Monday, August 3, 2009

Goodbyes

I said goodbye to my daughter Tara today. This is a true separation, different from any other goodbyes; final, I can't go back and fix anything anymore in her life. Not that I have been able to fix anything for years, but there has always been hope that I can make a difference. I left Tara with Maya for a few hours, hoping they would have some time to connect, but I am not sure that really happened, I have so little control over anything anymore. Tara wants so desperately to be away from Baltimore, from me, from the family that she has. She has been miserable at home, but then again this has not been home, we have been living out of suitcases, clothes piled up on chairs, nothing where I can find it, sleeping on the floor, borrowing Daphne's car, eating extraordinarily healthy food.

Tara likes to bake, and took over the kitchen today, baking ginger cookies, which were all gone very quickly. We watched an episode of Trueblood this evening . I have missed too many episodes, not having had a television. There has been no time to watch TV anyway. Tara knows how to download anything off the internet, I have no idea how she does it. I thought she would be gone yesterday, and expressed disappointment that she had decided not to spend the day with me, so I wonder if she felt guilty and decided to stay a little longer. She catches a flight to Las Vegas early tomorrow morning to see her cousins out west, so she took the train to DC this evening.

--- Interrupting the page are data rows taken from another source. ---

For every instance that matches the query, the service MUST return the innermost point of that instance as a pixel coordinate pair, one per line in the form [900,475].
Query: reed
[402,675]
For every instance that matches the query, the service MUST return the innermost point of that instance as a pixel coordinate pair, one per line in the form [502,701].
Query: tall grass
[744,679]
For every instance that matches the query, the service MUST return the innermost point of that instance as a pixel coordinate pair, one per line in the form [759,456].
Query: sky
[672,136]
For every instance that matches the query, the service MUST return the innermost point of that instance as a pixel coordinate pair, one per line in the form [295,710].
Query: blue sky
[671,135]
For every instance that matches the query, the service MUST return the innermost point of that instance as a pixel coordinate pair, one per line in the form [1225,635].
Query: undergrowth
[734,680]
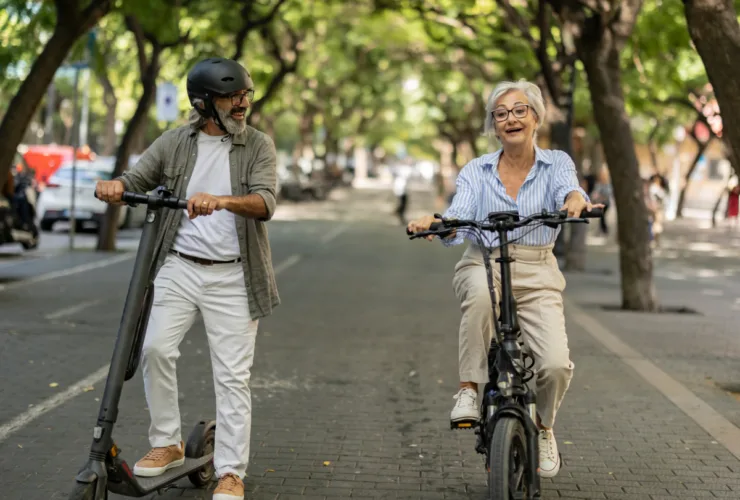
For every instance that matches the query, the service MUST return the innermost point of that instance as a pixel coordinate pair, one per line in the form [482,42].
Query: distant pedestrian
[733,198]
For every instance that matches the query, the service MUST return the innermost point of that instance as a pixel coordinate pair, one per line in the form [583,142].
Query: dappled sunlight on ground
[372,205]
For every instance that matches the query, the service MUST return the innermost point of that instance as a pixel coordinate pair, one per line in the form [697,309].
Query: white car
[55,202]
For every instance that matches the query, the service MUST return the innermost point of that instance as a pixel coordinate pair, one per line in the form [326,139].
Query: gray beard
[232,125]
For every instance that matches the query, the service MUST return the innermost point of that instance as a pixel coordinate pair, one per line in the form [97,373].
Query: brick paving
[352,388]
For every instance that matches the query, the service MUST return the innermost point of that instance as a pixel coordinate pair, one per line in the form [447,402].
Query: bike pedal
[463,424]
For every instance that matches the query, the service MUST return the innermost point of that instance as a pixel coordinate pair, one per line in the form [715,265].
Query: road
[355,372]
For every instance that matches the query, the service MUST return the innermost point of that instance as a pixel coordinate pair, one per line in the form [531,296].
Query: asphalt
[354,373]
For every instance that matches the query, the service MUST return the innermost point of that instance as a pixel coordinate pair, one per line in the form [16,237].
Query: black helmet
[216,77]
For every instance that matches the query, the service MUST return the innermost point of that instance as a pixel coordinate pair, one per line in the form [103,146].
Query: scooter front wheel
[86,491]
[509,473]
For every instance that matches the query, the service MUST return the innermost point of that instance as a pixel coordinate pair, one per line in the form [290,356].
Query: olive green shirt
[169,162]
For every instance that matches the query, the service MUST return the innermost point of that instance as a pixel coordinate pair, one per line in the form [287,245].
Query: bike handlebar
[505,221]
[152,200]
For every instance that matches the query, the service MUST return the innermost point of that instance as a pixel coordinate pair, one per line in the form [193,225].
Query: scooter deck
[146,485]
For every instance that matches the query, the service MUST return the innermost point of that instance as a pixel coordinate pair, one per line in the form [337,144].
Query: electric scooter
[105,469]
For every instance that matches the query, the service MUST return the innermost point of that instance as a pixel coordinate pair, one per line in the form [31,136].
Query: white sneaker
[549,456]
[466,407]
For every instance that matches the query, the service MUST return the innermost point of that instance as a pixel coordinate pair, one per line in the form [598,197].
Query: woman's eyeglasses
[519,111]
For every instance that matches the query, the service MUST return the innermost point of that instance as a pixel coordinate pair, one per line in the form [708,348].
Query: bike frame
[506,394]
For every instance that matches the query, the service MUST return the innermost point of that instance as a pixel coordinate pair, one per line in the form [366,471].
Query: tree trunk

Originally when our plan for Ecuador germinated, we expected Tara to stay at school in New York. In time, however, it became clear that she wanted more than anything else to get away from her life. I would rather have her with me, get to know her better, experience Ecuador together. But at 19, it is natural for her to want to live her own life, her own dreams. And I must let her go, even if my heart is breaking and I don't feel she is ready and I am certainly not ready.